Most common adverse events:
Diarrhea (28%), nausea (23%), vomiting (5%), dizziness (9%), insomnia (6%), sexual dysfunction.
Administration with food (high fat or light meal) significantly increases bioavailability and should be administered with food; recommended maintenance dosage - 40 mg once a day; dosage should be titrated starting with a dosage of 10 mg once a day for 7 days, followed by 20 mg once a day for an additional 7 days, and then an increase to 40 mg once a day; dosage should be reduced to 20 mg once a day in patients who are also being treated with a strong inhibitor of CYP3A4; if treatment is to be discontinued, the dosage should be gradually reduced.
Film-coated tablets - 10 mg, 20 mg, 40 mg.

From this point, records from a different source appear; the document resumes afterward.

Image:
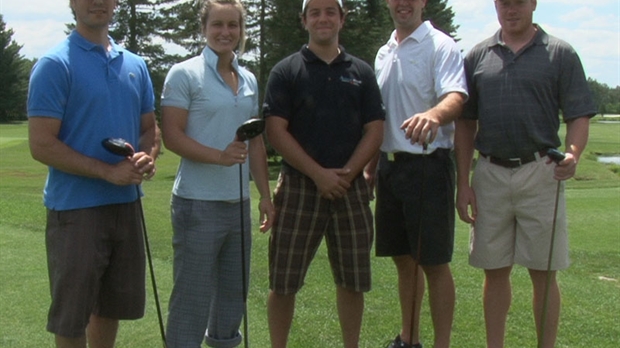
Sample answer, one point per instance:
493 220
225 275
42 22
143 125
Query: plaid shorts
303 218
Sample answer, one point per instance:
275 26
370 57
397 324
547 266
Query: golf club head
118 146
556 155
250 128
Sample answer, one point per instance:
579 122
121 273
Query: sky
592 27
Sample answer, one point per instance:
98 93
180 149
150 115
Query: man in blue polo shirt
85 90
519 79
324 116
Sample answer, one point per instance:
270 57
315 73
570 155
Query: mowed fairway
590 287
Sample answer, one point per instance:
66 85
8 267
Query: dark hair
341 9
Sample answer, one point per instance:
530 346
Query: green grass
591 287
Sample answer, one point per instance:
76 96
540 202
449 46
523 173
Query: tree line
274 31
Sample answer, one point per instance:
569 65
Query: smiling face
223 28
406 14
323 20
93 15
515 16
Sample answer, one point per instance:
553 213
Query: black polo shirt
517 97
326 105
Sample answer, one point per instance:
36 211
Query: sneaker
398 343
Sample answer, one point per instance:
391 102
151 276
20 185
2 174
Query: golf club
121 147
416 260
248 130
557 157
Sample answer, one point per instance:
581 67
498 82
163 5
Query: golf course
590 288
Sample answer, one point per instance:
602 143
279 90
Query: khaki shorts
515 217
96 264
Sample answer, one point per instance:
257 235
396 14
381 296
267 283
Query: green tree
14 72
607 99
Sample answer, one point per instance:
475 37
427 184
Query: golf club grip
556 155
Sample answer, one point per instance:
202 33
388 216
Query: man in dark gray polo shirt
519 80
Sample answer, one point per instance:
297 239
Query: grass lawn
591 286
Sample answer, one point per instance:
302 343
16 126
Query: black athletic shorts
416 193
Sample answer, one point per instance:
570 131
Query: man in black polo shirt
519 80
325 117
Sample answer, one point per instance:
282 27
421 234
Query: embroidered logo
351 81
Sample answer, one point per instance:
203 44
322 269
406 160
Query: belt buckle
516 159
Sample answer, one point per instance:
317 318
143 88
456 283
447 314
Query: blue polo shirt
215 112
96 95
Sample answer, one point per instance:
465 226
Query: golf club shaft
416 261
152 272
243 261
543 318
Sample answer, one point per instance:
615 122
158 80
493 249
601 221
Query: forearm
46 148
367 149
577 131
259 167
449 108
465 133
150 136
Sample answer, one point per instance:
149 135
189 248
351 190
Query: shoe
397 343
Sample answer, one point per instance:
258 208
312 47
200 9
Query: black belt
405 156
515 162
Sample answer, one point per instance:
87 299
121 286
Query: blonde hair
206 10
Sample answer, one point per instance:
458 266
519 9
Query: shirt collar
418 35
212 58
540 38
310 57
77 39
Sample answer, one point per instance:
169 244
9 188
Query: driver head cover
305 3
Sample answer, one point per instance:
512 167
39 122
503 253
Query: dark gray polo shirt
326 105
517 97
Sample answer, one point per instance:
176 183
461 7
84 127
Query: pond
609 159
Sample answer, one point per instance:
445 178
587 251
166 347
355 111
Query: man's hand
332 183
466 198
421 128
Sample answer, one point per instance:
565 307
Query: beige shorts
515 217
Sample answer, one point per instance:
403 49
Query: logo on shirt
351 81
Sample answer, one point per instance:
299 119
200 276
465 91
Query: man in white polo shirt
420 73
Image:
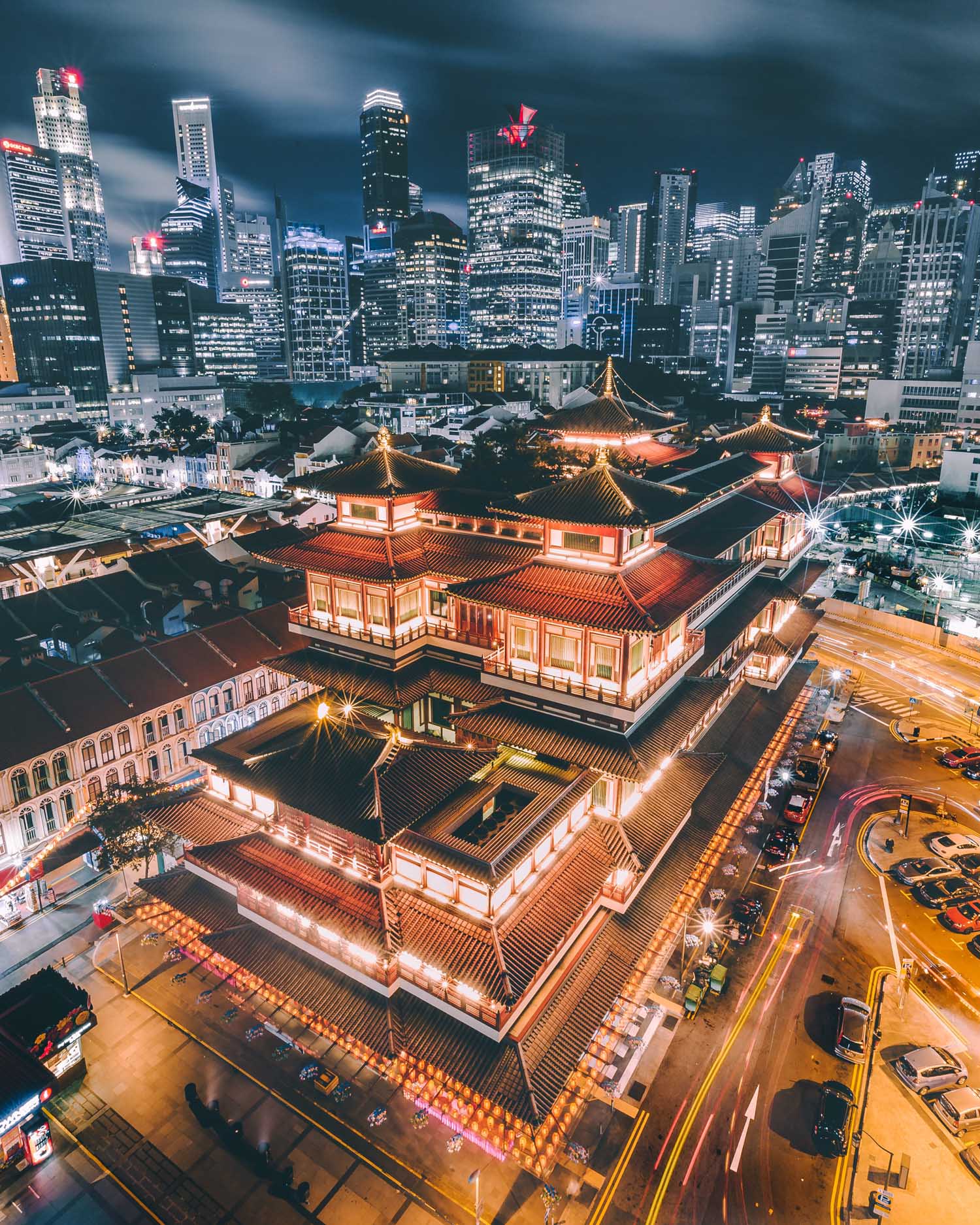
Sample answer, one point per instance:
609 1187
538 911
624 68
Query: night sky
739 88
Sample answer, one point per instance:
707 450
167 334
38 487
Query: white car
930 1068
950 845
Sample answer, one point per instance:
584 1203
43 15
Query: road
744 1077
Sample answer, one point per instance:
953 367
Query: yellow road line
702 1093
619 1169
105 1168
389 1177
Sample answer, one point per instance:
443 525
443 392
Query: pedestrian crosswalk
886 700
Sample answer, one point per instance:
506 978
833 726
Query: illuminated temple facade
457 859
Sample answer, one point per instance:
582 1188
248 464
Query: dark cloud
739 90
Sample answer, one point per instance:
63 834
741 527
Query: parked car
956 759
946 893
831 1128
853 1023
828 740
952 845
921 868
962 918
798 806
782 844
930 1068
958 1110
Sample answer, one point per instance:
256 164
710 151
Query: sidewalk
940 1188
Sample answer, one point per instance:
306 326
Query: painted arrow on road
750 1114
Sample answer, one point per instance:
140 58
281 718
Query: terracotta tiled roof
645 598
608 417
395 690
337 770
766 438
382 473
719 525
401 557
661 733
604 497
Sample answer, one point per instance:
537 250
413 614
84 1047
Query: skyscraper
938 284
316 305
585 259
63 127
196 162
431 259
254 245
33 217
631 255
515 195
146 255
384 158
190 235
670 214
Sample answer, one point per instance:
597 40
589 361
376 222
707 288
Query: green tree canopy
182 425
124 820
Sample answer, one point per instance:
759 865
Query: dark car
947 893
963 918
960 757
970 864
831 1128
782 844
798 806
828 739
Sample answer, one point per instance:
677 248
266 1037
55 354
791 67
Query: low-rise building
22 407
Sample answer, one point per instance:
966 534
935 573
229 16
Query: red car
798 806
964 917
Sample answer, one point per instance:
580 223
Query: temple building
457 858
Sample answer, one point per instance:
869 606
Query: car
952 845
914 872
939 894
831 1128
930 1068
853 1022
958 1110
956 759
782 844
962 918
798 806
828 739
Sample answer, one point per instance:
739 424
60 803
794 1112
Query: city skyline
292 122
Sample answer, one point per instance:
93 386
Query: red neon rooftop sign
521 129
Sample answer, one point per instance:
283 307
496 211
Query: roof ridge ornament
609 387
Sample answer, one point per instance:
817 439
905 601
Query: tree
125 823
272 400
182 425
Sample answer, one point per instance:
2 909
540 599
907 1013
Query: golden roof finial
608 385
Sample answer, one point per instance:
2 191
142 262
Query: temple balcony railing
592 690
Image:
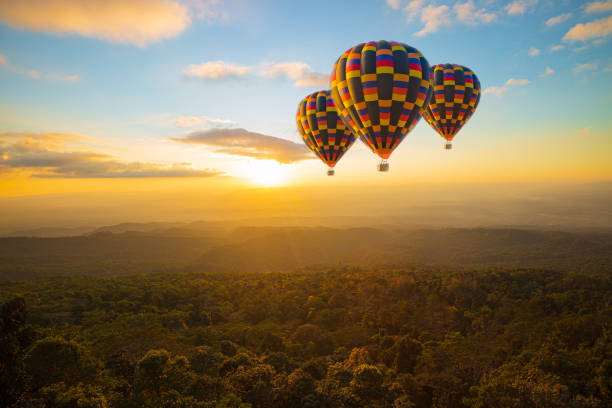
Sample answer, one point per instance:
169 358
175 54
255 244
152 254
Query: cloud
35 74
520 6
394 4
553 21
216 70
594 29
499 91
302 74
434 18
413 9
241 142
548 72
53 155
516 82
467 13
588 66
136 22
598 7
193 121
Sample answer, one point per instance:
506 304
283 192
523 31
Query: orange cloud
50 155
136 22
241 142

Vilazodone is a selective serotonin reuptake inhibitor (SSRI) with properties that are most similar to those of citalopram, escitalopram, fluoxetine, paroxetine, and sertraline. It differs from its predecessors by also acting as a partial agonist at serotonergic 5-HT1A receptors; however, it is not known whether this partial agonist action contributes to the antidepressant effect of the drug. The effectiveness of vilazodone has been demonstrated in two 8-week, placebo-controlled trials. It has not been directly compared with other antidepressants in clinical studies, and there are no data to suggest that it is more effective than other SSRIs in the treatment of depression. Most other SSRIs have multiple labeled indications; however, depression is the single labeled indication for vilazodone at the present time.
The drug-related problems associated with the use of vilazodone are generally similar to those for the other SSRIs. Although vilazodone was not observed to cause a significant change in body weight during the 8-week period of the clinical studies, data are insufficient to determine if increases in weight occur over longer periods of treatment, such as have been associated with the continued use of other SSRIs.